Abstrak.id – Kasus penelantaran anak yang melibatkan seorang oknum Polisi yang juga menjabat sebagai Ajudan Bupati Bolaang Mongondow Timur telah mengejutkan masyarakat setempat.
Berdasarkan informasi dari sumber terpercaya, oknum dengan inisial FM diduga telah mengabaikan tanggung jawab finansial dan emosionalnya terhadap anak kandungnya selama 12 tahun.
Anak yang saat ini berusia 12 tahun tersebut diketahui hidup tanpa dukungan yang memadai dari sang ayah, meskipun ibunya telah berjuang keras untuk membesarkan anaknya sendiri.
Setelah berusaha menyelesaikan permasalahan secara pribadi tanpa hasil, ibu dari anak tersebut akhirnya memutuskan untuk membawa kasus ini ke publik.
“Dari awal, kami mencoba menyelesaikan secara internal, namun FM terus menghindari tanggung jawabnya. Saya hanya meminta agar anak saya memiliki akta kelahiran untuk keperluan sekolahnya, tetapi permintaan saya selalu diabaikan,” ungkap ibu dari anak tersebut dalam sebuah wawancara.

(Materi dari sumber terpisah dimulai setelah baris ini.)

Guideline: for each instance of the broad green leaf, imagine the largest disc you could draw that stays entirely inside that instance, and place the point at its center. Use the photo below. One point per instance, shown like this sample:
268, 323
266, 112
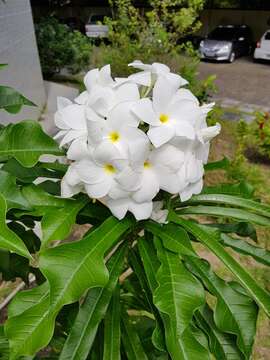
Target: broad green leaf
93, 310
12, 192
11, 100
235, 312
173, 237
56, 224
74, 267
222, 345
233, 213
216, 165
131, 341
112, 334
237, 201
243, 247
4, 346
31, 325
202, 234
8, 239
179, 293
185, 347
242, 189
26, 142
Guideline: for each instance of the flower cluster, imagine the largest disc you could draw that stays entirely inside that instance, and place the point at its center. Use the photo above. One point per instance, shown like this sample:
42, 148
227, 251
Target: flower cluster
129, 138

Ketika media mencoba mengonfirmasi langsung kepada FM melalui pesan WhatsApp, ia hanya memberikan respons singkat agar wartawan menanyakan langsung kepada neneknya, Amila Paputungan.

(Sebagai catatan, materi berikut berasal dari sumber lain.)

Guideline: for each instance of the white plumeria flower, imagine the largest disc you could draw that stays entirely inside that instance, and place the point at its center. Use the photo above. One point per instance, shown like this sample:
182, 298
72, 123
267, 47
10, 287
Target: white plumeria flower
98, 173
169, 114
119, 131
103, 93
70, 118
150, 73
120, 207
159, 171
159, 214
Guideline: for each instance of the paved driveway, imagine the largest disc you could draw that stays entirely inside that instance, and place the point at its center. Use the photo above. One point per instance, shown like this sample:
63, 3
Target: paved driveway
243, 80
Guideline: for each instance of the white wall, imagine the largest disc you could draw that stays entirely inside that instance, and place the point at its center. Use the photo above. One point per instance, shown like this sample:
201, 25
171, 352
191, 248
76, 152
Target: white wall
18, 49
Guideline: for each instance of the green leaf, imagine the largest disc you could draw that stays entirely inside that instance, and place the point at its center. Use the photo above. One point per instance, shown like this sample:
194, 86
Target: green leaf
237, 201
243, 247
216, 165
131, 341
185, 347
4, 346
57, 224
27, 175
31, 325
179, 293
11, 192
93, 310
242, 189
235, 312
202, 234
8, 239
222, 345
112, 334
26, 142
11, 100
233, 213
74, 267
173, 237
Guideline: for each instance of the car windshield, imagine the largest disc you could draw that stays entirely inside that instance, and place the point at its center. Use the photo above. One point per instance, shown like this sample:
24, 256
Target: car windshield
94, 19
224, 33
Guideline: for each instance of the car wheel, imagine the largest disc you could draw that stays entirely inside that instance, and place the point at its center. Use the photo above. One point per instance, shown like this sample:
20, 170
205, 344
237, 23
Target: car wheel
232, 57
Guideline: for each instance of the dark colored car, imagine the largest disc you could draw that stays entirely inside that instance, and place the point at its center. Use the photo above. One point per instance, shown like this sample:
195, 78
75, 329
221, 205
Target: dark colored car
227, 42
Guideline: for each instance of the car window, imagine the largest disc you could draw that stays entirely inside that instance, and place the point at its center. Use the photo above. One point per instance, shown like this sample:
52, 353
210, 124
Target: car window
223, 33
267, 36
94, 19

“Saya sarankan tanya di neneknya Zha saja, OK,” jawab FM.
Dalam wawancara dengan Fakta News, Amila Paputungan, nenek dari anak FM, membenarkan adanya dugaan penelantaran yang dilakukan oleh oknum tersebut.

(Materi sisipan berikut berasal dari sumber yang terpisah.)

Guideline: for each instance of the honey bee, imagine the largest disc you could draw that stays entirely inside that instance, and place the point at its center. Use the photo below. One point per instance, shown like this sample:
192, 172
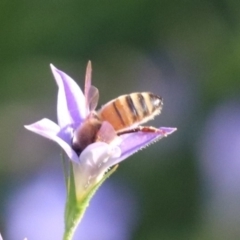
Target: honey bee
120, 116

“Anaknya memang ditelantarkan. Kami hanya meminta agar FM membuat akta kelahiran untuk keperluan sekolahnya, namun sampai sekarang belum juga dilakukan.
Selama ini, anak hanya pernah menerima uang lebaran selama 3 tahun dari usia 9 tahun hingga 11 tahun, dengan total 1,6 juta rupiah. Alasannya, FM mengaku takut dengan istri keduanya,” ungkap Amila.
Amila juga menambahkan bahwa FM sering kali berjanji memberikan hadiah jika anaknya meraih prestasi di sekolah, tetapi janji tersebut tidak pernah ditepati.
Kasus ini tidak hanya menjadi masalah pribadi keluarga, tetapi juga mengangkat pentingnya perlindungan anak dan keadilan dalam sistem hukum. Keluarga dari anak tersebut berencana untuk mengambil tindakan hukum terhadap FM.
“FM sering membohongi anaknya dengan janji-janji hadiah atas prestasinya. Kami akan mengambil langkah hukum untuk menuntut FM bertanggung jawab, dan kami juga akan meminta kepada Kapolres untuk memberhentikan FM dari kepolisian,” tegas Amila.
Kasus ini menjadi bukti bahwa setiap individu, termasuk aparat penegak hukum, harus bertanggung jawab atas tindakan mereka.
“Kami masyarakat berharap agar penegakan hukum dilakukan secara adil dan tanpa pandang bulu, terutama dalam memastikan perlindungan hak-hak anak,” tutupnya. (*).